Descansei e verifiquei se o meu check-in, no avião amanhã, já está disponível. Ainda não. As premências dos vivos mantêm-se. Mas fiz-lhe companhia, algum tempo. Há gatos também por aqui. Há esquilos, flores, árvores, frutos – tudo brota, cheio de vida. Não está num local morto, este rapaz. Está num local cheio de vida e bastante bonito, valha-lhe isso.
Também vi um casal, que andaria pelos 70 e tal anos, a arranjar um túmulo de um rapaz que morreu em 2013 com 37 anos de idade. Gente que parte cedo demais. Pressupus que fossem os seus pais. Que tristeza tão grande deve ser, ver um filho partir antes dos pais.
Vou explicar em inglês o significado de “Gata”, pois os leitores estrangeiros não vão perceber o meu interesse neste túmulo:
“Gata” (without the “h”) means “female cat”, in Portuguese.
Uma amiga minha disse-me, face à constante presença de gatos na minha vida, que noutra vida eu devo ter sido uma gata. Eu não tenho gatos, entenda-se. Eu cuido dos que me aparecem. Alimento-os, dou-lhes água. E se possível uma casota, no meu terraço. De facto tenho andado rodeada de gatos há alguns anos. Nenhum é meu. Alguns foram adotados entretanto.
Quem será esta (ou este) Gahta? Com uma nota musical? Procurei na net, mas não encontrei nenhum músico, ou música, com este nome.
São agora 10h43. Hoje é sábado. Vai grande movimento de carros dentro do cemitério. Teria sido melhor eu visitá-lo num dia útil; nem aqui tenho paz do tráfico automóvel.
Estamos em plena hora de ponta. Já dei a volta ao cemitério todo, vou agora fazendo caminho para a saída.
O túmulo mostra a fotografia de um homem, e indica que nasceu em 1935 e que morreu com 72 anos de idade a 22 de julho de 2007. Hoje é 22 de julho. Estão a celebrar uma missa privada, portanto. Sentei-me um pouco, num banco atrás, e assisti durante uns minutos. Antes disso, a senhora de azul perguntou-me se eu precisava de alguma coisa. Não preciso de nada. Estou num cemitério público e quero assistir; não conheço as celebrações ortodoxas. (Não respondi isto, limitei-me a dizer que não, e sentei-me. Eles nunca mais me ligaram, continuaram as suas lides religiosas). O padre tem um vozeirão, poderia ser cantor, e rezou a missa num tom monocórdico, semi-cantada.

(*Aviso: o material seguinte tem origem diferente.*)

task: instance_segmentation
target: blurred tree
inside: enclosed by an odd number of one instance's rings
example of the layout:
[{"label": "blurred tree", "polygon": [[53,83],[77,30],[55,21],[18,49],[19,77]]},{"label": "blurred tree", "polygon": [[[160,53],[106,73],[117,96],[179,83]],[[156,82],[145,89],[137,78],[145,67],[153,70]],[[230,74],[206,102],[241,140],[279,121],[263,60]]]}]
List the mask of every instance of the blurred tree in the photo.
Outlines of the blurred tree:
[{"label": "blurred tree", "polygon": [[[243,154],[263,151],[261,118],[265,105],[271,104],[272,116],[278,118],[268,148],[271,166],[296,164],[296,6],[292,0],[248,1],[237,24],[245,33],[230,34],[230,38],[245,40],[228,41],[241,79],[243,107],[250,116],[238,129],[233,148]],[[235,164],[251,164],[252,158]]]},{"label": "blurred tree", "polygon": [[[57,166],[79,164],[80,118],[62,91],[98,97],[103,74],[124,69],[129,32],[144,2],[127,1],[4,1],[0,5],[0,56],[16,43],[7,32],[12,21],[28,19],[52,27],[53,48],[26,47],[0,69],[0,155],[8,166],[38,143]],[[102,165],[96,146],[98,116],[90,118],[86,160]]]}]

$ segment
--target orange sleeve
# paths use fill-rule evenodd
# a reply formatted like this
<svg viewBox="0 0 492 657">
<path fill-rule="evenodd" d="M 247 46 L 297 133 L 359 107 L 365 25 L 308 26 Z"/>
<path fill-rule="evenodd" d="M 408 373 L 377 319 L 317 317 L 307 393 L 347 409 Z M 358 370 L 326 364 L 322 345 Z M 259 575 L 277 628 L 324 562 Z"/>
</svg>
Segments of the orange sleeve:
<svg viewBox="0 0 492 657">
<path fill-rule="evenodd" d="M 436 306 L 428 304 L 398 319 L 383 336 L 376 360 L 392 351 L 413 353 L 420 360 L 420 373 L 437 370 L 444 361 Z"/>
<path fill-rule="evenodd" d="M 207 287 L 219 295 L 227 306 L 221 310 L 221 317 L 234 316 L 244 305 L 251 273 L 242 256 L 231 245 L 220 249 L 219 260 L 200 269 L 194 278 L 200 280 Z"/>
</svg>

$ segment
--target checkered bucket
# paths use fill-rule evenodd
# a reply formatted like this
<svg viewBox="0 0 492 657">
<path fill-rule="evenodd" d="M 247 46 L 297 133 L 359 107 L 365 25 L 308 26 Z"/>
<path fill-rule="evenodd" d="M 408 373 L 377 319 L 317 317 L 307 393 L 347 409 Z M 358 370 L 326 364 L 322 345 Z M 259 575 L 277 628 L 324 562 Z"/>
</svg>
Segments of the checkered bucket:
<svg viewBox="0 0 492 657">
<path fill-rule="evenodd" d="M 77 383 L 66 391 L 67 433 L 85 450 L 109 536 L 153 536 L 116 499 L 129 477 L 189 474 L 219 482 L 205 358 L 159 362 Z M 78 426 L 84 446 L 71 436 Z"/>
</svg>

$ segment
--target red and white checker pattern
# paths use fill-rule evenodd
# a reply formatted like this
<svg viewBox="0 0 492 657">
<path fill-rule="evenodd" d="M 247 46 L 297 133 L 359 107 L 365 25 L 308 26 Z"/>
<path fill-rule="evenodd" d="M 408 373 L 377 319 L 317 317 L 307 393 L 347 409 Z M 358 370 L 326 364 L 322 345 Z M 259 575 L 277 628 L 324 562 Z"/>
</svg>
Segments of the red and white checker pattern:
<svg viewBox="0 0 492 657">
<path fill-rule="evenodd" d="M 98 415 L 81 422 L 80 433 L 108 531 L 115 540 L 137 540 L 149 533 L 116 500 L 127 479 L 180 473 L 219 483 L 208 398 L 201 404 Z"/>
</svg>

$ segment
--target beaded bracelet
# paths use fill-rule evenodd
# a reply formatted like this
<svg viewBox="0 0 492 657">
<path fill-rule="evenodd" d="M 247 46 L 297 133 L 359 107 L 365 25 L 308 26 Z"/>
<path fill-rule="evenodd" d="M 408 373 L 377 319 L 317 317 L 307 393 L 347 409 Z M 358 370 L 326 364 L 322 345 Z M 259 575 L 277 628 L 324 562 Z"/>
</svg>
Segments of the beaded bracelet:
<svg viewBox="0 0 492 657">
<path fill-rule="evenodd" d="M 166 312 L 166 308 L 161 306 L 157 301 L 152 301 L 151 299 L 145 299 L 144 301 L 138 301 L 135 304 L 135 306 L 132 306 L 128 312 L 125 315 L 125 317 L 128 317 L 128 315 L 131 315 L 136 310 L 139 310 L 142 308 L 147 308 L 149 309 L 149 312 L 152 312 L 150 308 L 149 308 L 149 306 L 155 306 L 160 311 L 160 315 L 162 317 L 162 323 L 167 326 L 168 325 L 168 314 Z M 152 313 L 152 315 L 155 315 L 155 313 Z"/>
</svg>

Fotografei este túmulo porque foi dos raros que vi com estatuária. Através da câmera do Google Translator, leio: “À sua querida esposa”. Ela nasceu em 1880 e morreu com 34 anos de idade, em 1914. Depois diz: “A vida é um sono curto. A morte é um sono longo”.
E assim me despeço do cemitério central de Sófia. Já estou novamente na entrada, junto do que serão talvez os heróis da Bulgária. O Google Translator não me ajudou nisto.